By now, we’ve (hopefully) all gotten used to the idea that income such as wages, salaries and bonuses are taxed. If you’re a startup employee with stock options, you might be hearing about a different kind of income tax, known as capital gains tax. Here are a few key things to know about how capital gains taxes work and how they could impact your decision about when to exercise your options. 

What are capital gains taxes?

From a tax perspective, nearly everything you own and use for personal investment purposes is considered a capital asset. This includes stocks, bonds and mutual funds as well as your home and car. 

When you sell a capital asset for more than you spent to buy it, you’ve created a capital gain. The federal government and many states have specific tax systems for the income generated by capital gains. 

Let’s look at a simplified scenario. Say you exercised 100 options at a strike price of $1 each, totaling $100. Later, you sell the shares for $5 each, equaling $500. Upon sale, you will have “realized” a capital gain of $400, calculated as $500 minus $100. You’ll likely have to pay taxes on that capital gain of $400, which means your ultimate profit would be less than $400.

In the U.S., your capital gain tax liability is determined by how much you spent to buy the asset (your cost basis) and the sale price. 

In the case of stocks, the share price will fluctuate throughout your ownership period, but those daily moves don’t matter for capital gains — just the purchase and sale prices.

What’s the difference between short-term and long-term capital gains tax? 

Capital gains are classified as long-term or short-term, based on the time between purchase and sale (your holding period). Generally, if you held the shares for more than one year before you sold them, your capital gain is categorized as a long-term capital gain. If you held the shares for one year or less, your capital gain is short-term. 

Why does it matter? Tax rates on long-term gains are often significantly lower than the rates applied to short-term gains.

Federal long-term capital gains taxes generally range from 0-20%. Short-term capital gains are usually taxed according to your income bracket, which means the IRS can tax your short-term capital gains at the same rate it taxes your income (i.e., wages and salary). These rates can be as high as 37%. 

On a state level, things vary widely. A few states, like Florida and Texas, don’t have capital gains taxes for individuals. Other states offer credits or certain tax breaks for capital gains. In California, capital gains are taxed as ordinary income; there’s no designation (or benefit) between long-term or short-term.

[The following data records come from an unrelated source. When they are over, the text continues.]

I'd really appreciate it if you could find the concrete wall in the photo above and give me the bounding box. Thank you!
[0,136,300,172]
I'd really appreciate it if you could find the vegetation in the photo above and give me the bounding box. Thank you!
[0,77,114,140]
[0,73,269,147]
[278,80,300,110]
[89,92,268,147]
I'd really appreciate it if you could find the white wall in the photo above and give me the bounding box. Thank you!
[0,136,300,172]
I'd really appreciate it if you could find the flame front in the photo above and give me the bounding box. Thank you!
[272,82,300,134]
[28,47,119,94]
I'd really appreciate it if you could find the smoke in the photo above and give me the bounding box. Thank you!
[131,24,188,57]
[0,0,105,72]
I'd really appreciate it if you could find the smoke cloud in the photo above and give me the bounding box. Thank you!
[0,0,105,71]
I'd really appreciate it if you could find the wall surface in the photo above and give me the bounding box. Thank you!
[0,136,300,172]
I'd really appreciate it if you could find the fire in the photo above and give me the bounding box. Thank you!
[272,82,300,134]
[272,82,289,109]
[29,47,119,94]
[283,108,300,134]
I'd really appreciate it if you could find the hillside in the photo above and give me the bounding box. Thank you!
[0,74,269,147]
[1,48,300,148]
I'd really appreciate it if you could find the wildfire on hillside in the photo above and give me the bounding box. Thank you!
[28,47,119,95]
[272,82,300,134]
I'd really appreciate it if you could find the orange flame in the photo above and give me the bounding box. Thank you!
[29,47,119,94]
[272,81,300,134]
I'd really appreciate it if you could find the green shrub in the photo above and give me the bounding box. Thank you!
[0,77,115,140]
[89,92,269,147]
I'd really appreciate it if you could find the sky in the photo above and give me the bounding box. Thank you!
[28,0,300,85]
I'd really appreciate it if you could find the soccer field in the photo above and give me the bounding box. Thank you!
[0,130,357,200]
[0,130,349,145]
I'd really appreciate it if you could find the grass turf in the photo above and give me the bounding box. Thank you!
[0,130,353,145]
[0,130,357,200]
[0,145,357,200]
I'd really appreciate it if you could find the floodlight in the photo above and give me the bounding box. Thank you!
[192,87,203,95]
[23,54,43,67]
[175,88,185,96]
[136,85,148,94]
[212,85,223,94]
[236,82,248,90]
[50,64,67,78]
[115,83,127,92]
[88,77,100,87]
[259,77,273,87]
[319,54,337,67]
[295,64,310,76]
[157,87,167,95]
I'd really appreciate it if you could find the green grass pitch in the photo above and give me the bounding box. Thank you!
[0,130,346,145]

What if you sell your shares for less than you bought it for?

So far, we’ve focused on a scenario where you sell your shares for more than you paid to buy them, creating a capital gain. Of course, it’s also possible to sell your shares for less than you paid, which creates a capital loss. 

While it’s not exactly pleasant to lose money on an investment, a capital loss may help you from a tax perspective. Capital losses can be netted against capital gains in a given tax year. 

In simplified terms, this means it’s possible for some losses to cancel out some gains; you only pay taxes on any net gain. Your tax professional and/or financial advisor can provide more guidance on this topic.

If you have capital gains, you may have to make estimated payments throughout the year to the IRS.

How do capital gains taxes affect stock options and when I should exercise?

When you exercise your vested stock options, your company delivers shares to you and your holding period officially begins. The clock starts ticking toward long-term capital gains tax rates. 

If you hold shares for a year or longer before selling them, the money you make is taxed at the long-term capital gains rates. Otherwise, it's taxed at ordinary income rates, which is a higher tax rate.

The difference can be quite significant. For example, if you live in California the highest ordinary income rate can be more than 52%. But the highest capital gain rate is about 37%. That’s 15% you’re losing to taxes if you don’t hold for at least a year. 

What does this mean if your company is on the path to an IPO or other exit scenario? An exit often represents your first chance to sell your shares and unlock their value. If you exercised your options early enough, you could have your tax discount already teed up when the first opportunity to sell arises — typically after a lockup period ends.

You can see real-world examples of how these factors came together for employees at Snowflake and DoorDash.

Lastly, it’s important to note that you probably will incur taxes when you exercise your options. These taxes are separate from any capital gains taxes due when you sell your shares.